Can't Stop, Won't Stop

by Molly Sheridan

Doug probably nailed it when he said I had a nonchalant anticipation of the coming changes. Maybe that can be attributed to the fact that my own experience in the performing art world has evolved very fluidly alongside rapid technological changes--at least as much as one can witness in a decade. Creating multimedia web content that supports these art forms is exciting specifically because it keeps changing so quickly--just like the young people Vanessa writes about, I'm creating alongside the artists I admire.

But what can this mean to an audience that is not, by and large, made up of heavy new technology users? Just because we have gotten comfortable as an industry operating behind the curve, I don't think that's a great reason to stay there. New technology is very exciting in the context of this discussion not because it changes the art itself in any fundamental way, but because the one piece we all seem to be struggling with is how to deepen the experience of going to the hall and witnessing a production without treating our artists like dress up toys or our guests like they are idiots. The technology makes creating such related products relatively easy and inexpensive.
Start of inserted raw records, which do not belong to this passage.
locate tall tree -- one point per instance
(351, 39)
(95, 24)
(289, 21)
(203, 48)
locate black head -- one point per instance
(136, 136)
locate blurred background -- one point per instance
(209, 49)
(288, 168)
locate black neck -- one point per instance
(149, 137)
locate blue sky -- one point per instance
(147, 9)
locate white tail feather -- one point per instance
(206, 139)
You don't need the budget of Dreamworks to participate; you don't even need the budget of the Cleveland Orchestra. You can create websites, blogs, podcasts, movies, radio broadcasts--all with just a few thousand dollars worth of equipment and an internet connection--and share that information among your colleagues and your fans who can then turn around and share it with theirs. Audiences can pick and choose what information they want and how they want it, and they can respond by creating their own content and posting their own reviews. We can adapt now and use the opportunity to motivate a big push or just add it to the list of things we mean to catch up with later.

We may be a niche, but at this moment there are still quite a few orchestras in this country and a lot of money behind them. Let's not miss the opportunities we have right now, only to look back a decade down the road and wish we hadn't been so passive. Set a goal to deepen the relationship you have with your audiences and meet it. Get outside help and inside help as you need it to foster fresh thinking, but this is not a "consultant" issue, it's a very personal one. I say it's time we get loose and start using the tools we have and some great new ones we can afford to learn. Don't lock away the music you love and the passion you use to create it. It's too important.